The chart package would then take that numeric table as input and produce the chart, whatever type of.
As a next step beyond this basic analysis, you would certainly be interested in analyzing trends and predicting developments, which is kinda "advanced" statistics. Generally, you would still run the base formulas over surveys, but then compare the results of multiple surveys and calculate trends and forecasts. This would really go beyond the capabilities of a simple spreadsheet and therefore be of extremely high value (is this a seller?)
Anyway - the architecture would include a "statistics package" (the "formulas") and a "chart package" (the graph representation).

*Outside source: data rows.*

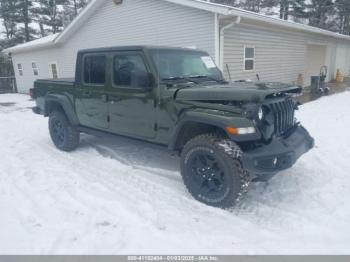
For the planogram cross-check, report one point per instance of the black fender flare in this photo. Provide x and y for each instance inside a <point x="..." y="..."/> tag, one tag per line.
<point x="220" y="120"/>
<point x="65" y="103"/>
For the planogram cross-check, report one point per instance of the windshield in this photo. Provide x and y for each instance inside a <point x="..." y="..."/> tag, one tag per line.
<point x="180" y="64"/>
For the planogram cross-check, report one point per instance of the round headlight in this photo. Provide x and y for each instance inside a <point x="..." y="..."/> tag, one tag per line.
<point x="261" y="113"/>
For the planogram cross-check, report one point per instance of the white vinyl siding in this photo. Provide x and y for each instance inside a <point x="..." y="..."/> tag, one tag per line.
<point x="20" y="69"/>
<point x="249" y="58"/>
<point x="35" y="69"/>
<point x="279" y="55"/>
<point x="42" y="59"/>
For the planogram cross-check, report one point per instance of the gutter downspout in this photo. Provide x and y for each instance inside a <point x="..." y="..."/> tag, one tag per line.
<point x="222" y="39"/>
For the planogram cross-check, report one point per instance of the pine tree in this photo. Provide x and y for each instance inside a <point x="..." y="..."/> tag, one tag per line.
<point x="72" y="8"/>
<point x="8" y="16"/>
<point x="298" y="10"/>
<point x="321" y="13"/>
<point x="24" y="8"/>
<point x="343" y="17"/>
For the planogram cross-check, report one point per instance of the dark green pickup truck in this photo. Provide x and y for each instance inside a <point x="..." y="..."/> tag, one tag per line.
<point x="228" y="134"/>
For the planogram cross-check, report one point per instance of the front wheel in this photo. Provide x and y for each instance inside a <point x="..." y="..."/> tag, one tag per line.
<point x="64" y="135"/>
<point x="212" y="171"/>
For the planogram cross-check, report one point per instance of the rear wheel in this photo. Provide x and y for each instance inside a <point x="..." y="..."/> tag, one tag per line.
<point x="64" y="135"/>
<point x="212" y="171"/>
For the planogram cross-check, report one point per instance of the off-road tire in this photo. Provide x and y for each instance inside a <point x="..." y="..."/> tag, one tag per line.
<point x="71" y="135"/>
<point x="229" y="154"/>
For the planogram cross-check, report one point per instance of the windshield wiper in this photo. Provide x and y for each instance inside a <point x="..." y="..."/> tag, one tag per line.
<point x="176" y="78"/>
<point x="209" y="77"/>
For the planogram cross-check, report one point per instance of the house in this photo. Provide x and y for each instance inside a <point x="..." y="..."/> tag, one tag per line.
<point x="245" y="45"/>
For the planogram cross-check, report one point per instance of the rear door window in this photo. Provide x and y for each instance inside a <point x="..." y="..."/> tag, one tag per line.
<point x="128" y="69"/>
<point x="95" y="69"/>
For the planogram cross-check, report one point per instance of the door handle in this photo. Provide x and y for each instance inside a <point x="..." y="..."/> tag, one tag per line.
<point x="86" y="94"/>
<point x="114" y="99"/>
<point x="104" y="98"/>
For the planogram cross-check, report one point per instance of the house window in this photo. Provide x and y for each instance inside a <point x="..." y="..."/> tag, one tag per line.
<point x="35" y="69"/>
<point x="54" y="70"/>
<point x="95" y="69"/>
<point x="249" y="58"/>
<point x="20" y="69"/>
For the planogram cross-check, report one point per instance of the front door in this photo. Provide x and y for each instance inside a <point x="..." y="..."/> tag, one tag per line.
<point x="92" y="102"/>
<point x="131" y="100"/>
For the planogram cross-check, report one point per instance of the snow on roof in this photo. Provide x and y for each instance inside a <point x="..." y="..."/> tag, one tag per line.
<point x="41" y="42"/>
<point x="206" y="5"/>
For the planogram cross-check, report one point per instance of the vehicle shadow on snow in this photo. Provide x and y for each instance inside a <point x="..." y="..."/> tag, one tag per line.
<point x="160" y="161"/>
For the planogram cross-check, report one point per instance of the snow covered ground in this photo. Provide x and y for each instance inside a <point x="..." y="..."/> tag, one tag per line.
<point x="116" y="196"/>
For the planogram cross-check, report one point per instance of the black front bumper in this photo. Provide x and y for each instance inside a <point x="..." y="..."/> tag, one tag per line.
<point x="280" y="154"/>
<point x="37" y="110"/>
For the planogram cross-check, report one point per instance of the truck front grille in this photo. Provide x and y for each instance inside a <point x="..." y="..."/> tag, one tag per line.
<point x="283" y="112"/>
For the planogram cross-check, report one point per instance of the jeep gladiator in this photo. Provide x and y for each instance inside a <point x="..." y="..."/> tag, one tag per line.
<point x="228" y="134"/>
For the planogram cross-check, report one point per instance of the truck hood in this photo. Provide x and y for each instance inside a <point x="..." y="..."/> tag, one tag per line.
<point x="243" y="92"/>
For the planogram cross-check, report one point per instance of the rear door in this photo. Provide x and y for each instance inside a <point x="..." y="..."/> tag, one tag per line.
<point x="131" y="100"/>
<point x="91" y="100"/>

Basically they are a simple statistical tool to measure how unusual a particular value is within the data set. If data is normally distributed then when you map it using a histogram it will give you a bell curve with the mean through the apex of the curve. A curve that is tall & thin would represent data with little variance, a curve that is short and fat would represent one that has a lot of variance. A common measure of variance is the standard deviation. So a data set with little variance will have a small standard deviation and a data set with a lot of variation will have a larger standard deviation.

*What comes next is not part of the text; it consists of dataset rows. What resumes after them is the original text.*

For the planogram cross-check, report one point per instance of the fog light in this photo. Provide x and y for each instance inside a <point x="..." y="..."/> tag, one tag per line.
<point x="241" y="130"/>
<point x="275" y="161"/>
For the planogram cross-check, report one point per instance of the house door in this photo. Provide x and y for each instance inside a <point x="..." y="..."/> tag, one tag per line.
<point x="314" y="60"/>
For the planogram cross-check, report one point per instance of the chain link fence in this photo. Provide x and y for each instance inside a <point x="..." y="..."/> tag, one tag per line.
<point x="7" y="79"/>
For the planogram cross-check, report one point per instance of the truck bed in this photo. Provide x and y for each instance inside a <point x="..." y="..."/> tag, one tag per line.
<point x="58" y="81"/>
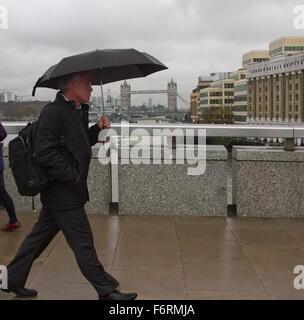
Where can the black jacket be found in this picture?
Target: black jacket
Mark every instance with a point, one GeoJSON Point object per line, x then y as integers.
{"type": "Point", "coordinates": [63, 148]}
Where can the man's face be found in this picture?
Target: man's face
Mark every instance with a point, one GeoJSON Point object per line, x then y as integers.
{"type": "Point", "coordinates": [82, 88]}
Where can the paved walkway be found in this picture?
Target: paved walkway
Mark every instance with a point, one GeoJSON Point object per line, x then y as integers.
{"type": "Point", "coordinates": [173, 257]}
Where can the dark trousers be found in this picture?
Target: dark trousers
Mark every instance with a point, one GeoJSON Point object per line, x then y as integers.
{"type": "Point", "coordinates": [7, 201]}
{"type": "Point", "coordinates": [76, 229]}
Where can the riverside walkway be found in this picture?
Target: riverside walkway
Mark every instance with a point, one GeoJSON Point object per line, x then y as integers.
{"type": "Point", "coordinates": [165, 257]}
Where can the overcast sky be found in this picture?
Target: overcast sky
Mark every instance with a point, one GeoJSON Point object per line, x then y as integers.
{"type": "Point", "coordinates": [191, 37]}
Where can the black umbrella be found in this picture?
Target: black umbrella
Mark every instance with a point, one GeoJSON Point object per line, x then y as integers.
{"type": "Point", "coordinates": [108, 65]}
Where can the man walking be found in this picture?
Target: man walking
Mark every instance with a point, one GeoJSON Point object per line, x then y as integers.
{"type": "Point", "coordinates": [63, 148]}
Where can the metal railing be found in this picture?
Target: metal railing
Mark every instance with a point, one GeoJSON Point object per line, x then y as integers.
{"type": "Point", "coordinates": [287, 132]}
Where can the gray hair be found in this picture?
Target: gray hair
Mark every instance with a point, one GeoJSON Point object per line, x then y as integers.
{"type": "Point", "coordinates": [63, 82]}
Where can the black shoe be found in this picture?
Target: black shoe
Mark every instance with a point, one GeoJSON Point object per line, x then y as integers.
{"type": "Point", "coordinates": [22, 292]}
{"type": "Point", "coordinates": [116, 295]}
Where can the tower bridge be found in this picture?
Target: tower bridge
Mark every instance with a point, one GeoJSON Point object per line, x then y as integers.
{"type": "Point", "coordinates": [126, 92]}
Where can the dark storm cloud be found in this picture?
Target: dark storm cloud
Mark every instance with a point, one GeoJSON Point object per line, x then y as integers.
{"type": "Point", "coordinates": [192, 37]}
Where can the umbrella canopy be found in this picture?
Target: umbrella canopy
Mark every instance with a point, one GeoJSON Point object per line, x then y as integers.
{"type": "Point", "coordinates": [106, 66]}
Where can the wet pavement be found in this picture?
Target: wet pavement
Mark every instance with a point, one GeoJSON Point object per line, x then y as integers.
{"type": "Point", "coordinates": [163, 257]}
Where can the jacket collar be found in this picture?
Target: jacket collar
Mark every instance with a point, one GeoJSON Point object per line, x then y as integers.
{"type": "Point", "coordinates": [69, 104]}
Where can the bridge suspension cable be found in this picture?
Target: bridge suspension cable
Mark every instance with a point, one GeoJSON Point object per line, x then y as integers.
{"type": "Point", "coordinates": [183, 99]}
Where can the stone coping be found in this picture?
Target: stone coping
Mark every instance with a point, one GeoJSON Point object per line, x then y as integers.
{"type": "Point", "coordinates": [261, 153]}
{"type": "Point", "coordinates": [213, 152]}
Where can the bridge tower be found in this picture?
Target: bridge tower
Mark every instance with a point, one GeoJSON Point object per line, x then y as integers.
{"type": "Point", "coordinates": [125, 96]}
{"type": "Point", "coordinates": [172, 98]}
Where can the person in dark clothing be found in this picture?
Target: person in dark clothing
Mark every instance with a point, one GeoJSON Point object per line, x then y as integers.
{"type": "Point", "coordinates": [5, 198]}
{"type": "Point", "coordinates": [63, 148]}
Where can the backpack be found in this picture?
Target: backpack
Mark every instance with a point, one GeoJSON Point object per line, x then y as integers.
{"type": "Point", "coordinates": [29, 177]}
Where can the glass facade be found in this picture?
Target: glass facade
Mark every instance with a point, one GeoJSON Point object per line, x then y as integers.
{"type": "Point", "coordinates": [240, 98]}
{"type": "Point", "coordinates": [290, 48]}
{"type": "Point", "coordinates": [242, 87]}
{"type": "Point", "coordinates": [240, 118]}
{"type": "Point", "coordinates": [275, 51]}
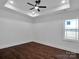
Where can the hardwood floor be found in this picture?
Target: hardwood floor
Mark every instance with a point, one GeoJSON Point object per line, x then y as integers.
{"type": "Point", "coordinates": [35, 50]}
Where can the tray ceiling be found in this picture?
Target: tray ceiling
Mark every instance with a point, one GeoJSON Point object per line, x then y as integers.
{"type": "Point", "coordinates": [22, 6]}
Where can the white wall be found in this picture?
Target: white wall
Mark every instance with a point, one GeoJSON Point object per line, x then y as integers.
{"type": "Point", "coordinates": [50, 31]}
{"type": "Point", "coordinates": [14, 29]}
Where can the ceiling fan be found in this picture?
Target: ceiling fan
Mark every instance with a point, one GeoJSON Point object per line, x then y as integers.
{"type": "Point", "coordinates": [36, 6]}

As I said at the beginning the z-score is a measure of how unusual the data item is. It assumes that most data should be in or around the mean which is true for normally distributed data (that bell curve) and so it counts how far the data is from the mean in terms of the standard deviation.
Time for an example:
Let us assume that the mean IQ of people living in Bangkok is 112 with a standard deviation of 16 and when we measured you IQ we found that it's 148, wow that's good, but just how good is it? That's where the z-score comes in. You are 148 - 112 points from the mean or 36 points we convert that 36 in terms of how many standard deviation or 36/16 = 2.25 so your z-score is 2.25.
Now one thing that we know is that (again this is for normally distributed data) about 68% of all values will lie within one standard deviation of the mean and 95% will lie within two standard deviations of the mean. So your z-score of 2.25 means that you are in the top 5%. You may recall those tables that statistics students would always refer to, one of those the unimaginatively titled positive z-score table would be able to tell you that on selecting one person at random the chance that they would have that z-score or greater would be 98.78%.
Another term I used was outlier this is a value that is so far from the usual (mean) that it could be wrong. All outliers should be double checked. When looking for unusual data anything with a z-score greater than 2 or less than -2 would be considered unusual. So this could be used as the cut-off point but obviously it is something than can be parametrised. I want to use the z-score analysis to prioritise the markers on the map, the same code can be used to help identify outliers which can help to identify typing errors, or just poor data, little cost big gain.